EGEMENLİK KAYITSIZ ŞARTSIZ

GÜÇ SAHİPLERİNİNDİR!

 

image0025.jpg

 

      Mutlak “Güç” sahibi Yüce ALLAH’tır! Her şeye kadirdir. Kâinatın Efendisidir. Bu nedenle “ Mutlak Egemenlik, Allah’ın dır! ” Diyoruz.

İnsan ise sınırlı güç sahibidir. Mutlak “Güç”ün, yeryüzündeki temsilcisidir. Bu vasfı sebebi ile dünyadaki maddi hayatın da kayıtsız şartsız egemeni insandır.

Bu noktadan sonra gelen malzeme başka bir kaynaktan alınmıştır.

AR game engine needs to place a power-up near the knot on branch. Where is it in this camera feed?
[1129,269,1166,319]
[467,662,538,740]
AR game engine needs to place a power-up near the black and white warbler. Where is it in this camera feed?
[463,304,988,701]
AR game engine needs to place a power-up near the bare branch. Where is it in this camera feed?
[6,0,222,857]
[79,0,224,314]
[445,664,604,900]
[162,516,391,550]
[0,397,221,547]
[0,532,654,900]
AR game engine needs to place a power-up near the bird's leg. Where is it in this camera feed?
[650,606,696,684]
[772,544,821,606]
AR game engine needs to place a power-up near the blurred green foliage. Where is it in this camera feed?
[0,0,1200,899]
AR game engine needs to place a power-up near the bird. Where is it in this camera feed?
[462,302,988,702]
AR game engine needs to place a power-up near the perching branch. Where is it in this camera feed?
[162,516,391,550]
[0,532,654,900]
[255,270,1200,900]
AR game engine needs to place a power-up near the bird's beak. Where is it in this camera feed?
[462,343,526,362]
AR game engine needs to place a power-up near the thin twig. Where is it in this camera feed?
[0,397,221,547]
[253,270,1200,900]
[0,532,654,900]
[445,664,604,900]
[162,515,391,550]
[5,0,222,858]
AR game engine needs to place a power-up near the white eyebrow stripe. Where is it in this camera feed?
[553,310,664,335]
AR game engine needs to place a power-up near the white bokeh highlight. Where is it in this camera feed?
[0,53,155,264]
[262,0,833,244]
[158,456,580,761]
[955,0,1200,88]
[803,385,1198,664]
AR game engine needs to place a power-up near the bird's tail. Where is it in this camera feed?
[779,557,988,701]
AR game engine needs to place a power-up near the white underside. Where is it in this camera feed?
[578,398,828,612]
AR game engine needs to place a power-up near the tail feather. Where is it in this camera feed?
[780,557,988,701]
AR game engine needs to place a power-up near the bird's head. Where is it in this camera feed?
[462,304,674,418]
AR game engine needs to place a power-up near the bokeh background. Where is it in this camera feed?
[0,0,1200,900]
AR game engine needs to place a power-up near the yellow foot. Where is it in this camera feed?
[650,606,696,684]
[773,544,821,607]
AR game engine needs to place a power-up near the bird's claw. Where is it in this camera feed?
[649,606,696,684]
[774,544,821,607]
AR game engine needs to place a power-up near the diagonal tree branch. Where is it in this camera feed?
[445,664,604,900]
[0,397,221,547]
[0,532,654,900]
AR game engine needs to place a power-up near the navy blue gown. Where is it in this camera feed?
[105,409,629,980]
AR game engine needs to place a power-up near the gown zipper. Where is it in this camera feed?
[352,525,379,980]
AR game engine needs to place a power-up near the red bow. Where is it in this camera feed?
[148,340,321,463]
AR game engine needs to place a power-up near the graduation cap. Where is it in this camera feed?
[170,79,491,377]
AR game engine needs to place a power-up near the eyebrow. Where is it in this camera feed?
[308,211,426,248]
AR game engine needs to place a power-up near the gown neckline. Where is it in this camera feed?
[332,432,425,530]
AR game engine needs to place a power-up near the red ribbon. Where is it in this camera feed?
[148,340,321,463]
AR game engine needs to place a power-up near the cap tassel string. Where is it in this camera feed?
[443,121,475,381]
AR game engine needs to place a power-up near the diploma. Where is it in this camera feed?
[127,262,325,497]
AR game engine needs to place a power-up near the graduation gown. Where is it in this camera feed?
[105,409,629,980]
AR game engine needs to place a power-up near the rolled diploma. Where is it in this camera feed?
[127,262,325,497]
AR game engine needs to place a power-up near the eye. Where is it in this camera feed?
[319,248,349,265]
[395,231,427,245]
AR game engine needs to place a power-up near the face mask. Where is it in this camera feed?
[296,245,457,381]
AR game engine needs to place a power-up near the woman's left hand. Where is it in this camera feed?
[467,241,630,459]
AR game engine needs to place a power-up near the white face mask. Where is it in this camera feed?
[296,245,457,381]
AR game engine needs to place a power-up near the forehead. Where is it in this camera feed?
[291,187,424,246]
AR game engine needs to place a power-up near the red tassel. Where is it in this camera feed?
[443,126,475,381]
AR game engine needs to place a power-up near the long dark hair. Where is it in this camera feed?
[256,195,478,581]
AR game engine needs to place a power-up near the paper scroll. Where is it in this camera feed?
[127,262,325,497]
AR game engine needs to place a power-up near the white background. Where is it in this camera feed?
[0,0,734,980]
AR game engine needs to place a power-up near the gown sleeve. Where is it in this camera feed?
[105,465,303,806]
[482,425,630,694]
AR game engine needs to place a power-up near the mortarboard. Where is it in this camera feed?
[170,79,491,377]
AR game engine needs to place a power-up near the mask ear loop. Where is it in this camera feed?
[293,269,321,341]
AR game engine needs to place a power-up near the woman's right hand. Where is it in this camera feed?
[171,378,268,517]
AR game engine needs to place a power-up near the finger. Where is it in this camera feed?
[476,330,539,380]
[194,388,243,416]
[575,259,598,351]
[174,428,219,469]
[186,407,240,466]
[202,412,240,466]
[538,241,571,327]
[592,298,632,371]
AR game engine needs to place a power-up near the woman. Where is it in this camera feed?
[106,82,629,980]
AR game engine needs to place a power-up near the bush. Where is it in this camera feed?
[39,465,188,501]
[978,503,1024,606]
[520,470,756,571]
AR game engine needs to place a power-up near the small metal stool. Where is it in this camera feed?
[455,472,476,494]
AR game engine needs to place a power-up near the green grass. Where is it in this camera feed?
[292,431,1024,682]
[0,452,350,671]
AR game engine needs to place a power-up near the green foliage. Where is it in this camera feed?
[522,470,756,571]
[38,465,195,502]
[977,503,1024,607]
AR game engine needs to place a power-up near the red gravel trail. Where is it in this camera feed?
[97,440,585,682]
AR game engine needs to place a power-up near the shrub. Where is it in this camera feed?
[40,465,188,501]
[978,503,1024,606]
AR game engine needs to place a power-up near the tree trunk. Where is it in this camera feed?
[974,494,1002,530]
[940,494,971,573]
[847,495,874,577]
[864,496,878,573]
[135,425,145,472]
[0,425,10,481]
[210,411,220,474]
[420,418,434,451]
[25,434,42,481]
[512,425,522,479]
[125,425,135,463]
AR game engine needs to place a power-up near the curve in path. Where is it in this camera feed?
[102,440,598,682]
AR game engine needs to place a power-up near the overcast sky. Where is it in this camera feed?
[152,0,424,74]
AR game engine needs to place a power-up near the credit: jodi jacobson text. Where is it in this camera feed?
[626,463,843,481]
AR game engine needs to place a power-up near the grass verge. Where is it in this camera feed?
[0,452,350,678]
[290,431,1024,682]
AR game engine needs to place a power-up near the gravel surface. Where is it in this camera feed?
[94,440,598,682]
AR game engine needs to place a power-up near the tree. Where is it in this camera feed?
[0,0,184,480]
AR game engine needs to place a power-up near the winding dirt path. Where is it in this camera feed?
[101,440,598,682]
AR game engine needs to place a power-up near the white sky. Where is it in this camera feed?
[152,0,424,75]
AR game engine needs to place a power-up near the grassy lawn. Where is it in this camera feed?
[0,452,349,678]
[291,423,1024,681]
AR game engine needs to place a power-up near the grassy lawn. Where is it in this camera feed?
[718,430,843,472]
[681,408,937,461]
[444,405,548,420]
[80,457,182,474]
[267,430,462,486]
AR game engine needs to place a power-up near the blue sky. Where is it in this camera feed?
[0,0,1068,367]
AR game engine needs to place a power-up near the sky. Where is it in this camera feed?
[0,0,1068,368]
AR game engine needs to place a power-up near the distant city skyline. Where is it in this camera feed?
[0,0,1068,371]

      Türkiye, 12. Haziran. 2011’ de bir genel seçim yapmıştır. Türkiye seçmenlerinin % 50’si oyunu, AKP’ye vermiştir. Başka bir deyişle  “ GÜÇ “ sahibinden yana oy kullanmıştır. AKP’nin iktidara geleceği seçimlerden aylar önce ilan edilmiştir. Başbakan, seçime üç gün kala yeniden şekillendirdiği Bakanlar Kurulunu ilan etmiş, rakipleri de sessiz kalarak bunu kabul etmiştir. Oysa AKP’nin 2007 Genel seçimlerinde % 47 olan oy oranı, 2009’ da % 39’gerilemişti. Anlaşılan; 2007’de % 2,34, 2009’ da % 5,2 oy alan Saadet Partisi, 2007’ de % 5,41, 2009’ da 3,7 oy alan Demokrat Parti ile yaklaşık % 1 oyu olan Büyük Birlik Partisi seçmenleri, 2011’ de AKP’ ye oy vermiş. Başbakan Erdoğan ve AKP “DİĞER” diye nitelediğimiz başka partilere ait oyları almak gibi zor bir işi başarmıştır. Bunun yanında, işsizliğe, YGS skandalına rağmen, genç seçmenden de oy almış görünmektedir. Sonuçta, bu siyasi partimiz üçüncü kez iktidara gelmiş, Türkiye’deki siyasi gücün mutlak sahibi olduğunu tescillemiştir. İş arayan, aş bekleyen, ihale kovalayan, vergi kaçırdığı için hükümetten korkan, terfi, mevki-makam, af bekleyen, ihracat-ithalat kıyağı isteyen kısaca herhangi bir beklentisi olan seçmen; İktidara geleceği rakipleri tarafından bile peşinen kabul edilmiş bir partiye oy vermeyecekti de muhalefete mi oy verecekti?  Siyasi Türkçülerle(Ben), siyasi Kürtçüler gibi bir ülkünün bağımlısı değilse, elbette iktidara gelecek olana oy verecekti ve de verdi! Artık herkes anlamalıdır ki; Seçmen “ … yapacağız! Edeceğiz! Asacağız! Keseceğiz gibi “-cek ve – cak” ile biten vaatlere oy vermiyor. Bu seçim bir kez daha göstermiştir ki Türkiye’ de ( siyasi Kürtçüler hariç ) “ idealizm”, faydacı davranış ve çıkar beklentisi karşısında yenilmeye mahkûmdur.  Bu seçimin birinci ve kesin galibi AKP’ dir. Bu büyük seçim başarısından dolayı AKP ve Başbakan’ı kutlamak gerekir.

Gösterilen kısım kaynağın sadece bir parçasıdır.